Packaging
The Card
The RX 9070 XT Pulse follows the color theme of earlier Pulse GPUs—black and red are the primary colors. You now get a metal "Sapphire" logo near the top edge and some additional detail has been added in that area, too. The metal backplate that has a cutout for air to flow through.
Dimensions of the card are 32.0 x 13.0 cm, and it weighs 1213 g.
Installation requires three slots in your system. We measured the card's width to be 60 mm.
Display connectivity includes two standard DisplayPort 2.1a and two HDMI 2.1b ports.

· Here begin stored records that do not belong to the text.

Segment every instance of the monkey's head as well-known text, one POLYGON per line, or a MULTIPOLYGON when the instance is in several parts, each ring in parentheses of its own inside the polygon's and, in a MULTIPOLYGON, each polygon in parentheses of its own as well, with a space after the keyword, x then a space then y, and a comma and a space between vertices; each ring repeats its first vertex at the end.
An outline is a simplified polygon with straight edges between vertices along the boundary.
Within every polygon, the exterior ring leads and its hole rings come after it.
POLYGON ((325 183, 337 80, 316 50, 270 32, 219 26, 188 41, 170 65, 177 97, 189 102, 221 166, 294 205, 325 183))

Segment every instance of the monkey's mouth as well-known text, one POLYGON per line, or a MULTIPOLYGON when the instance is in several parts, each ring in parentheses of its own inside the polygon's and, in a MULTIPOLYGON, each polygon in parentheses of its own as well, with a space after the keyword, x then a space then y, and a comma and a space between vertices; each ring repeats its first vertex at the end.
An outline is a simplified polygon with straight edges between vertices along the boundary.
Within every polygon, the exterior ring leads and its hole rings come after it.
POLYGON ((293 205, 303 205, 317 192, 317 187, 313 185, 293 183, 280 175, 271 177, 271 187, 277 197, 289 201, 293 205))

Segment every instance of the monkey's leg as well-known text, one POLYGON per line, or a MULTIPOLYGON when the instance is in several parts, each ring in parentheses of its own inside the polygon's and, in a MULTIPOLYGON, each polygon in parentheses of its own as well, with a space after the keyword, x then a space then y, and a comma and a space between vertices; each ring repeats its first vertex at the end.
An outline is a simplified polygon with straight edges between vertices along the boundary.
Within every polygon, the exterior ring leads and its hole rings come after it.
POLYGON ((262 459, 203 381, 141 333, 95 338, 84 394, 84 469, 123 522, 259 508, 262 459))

With RDNA 4, AMD put effort to improve its standing with game streamers and creative professionals. It's done this by giving Navi 48 a dual VCN solution, so the GPU has two concurrent hardware accelerators for encoding and decoding. Perhaps the biggest changes at the silicon level is that AMD improved the encoding quality of its hardware H.264 and HEVC codecs. This was a niche complaint streamers had with AMD GPUs, and would avoid the brand altogether. The company also updated its AV1 hardware acceleration with support for B-frames, which are frames that lack image information, but math data that let the decoder reconstruct image data by comparing with the image data from adjacent I-frames containing it. This technique vastly improves streaming bitrates since half the frames lack image data.
There is no lighting on the RX 9070 XT Pulse.
The card uses two 8-pin power connectors, which allow a maximum of 300 W power draw, plus 75 W from the slot.
Teardown
Sapphire's card lets you remove and replace the fan assembly without touching the thermal paste. This makes it easy to fix the fans after a few years if their bearings are worn out.
The Sapphire cooling solution uses five heatpipes. The heatsink provides cooling not only for the GPU, but also for the memory chips and VRM circuitry.
The backplate protects the PCB against damage during handling and installation.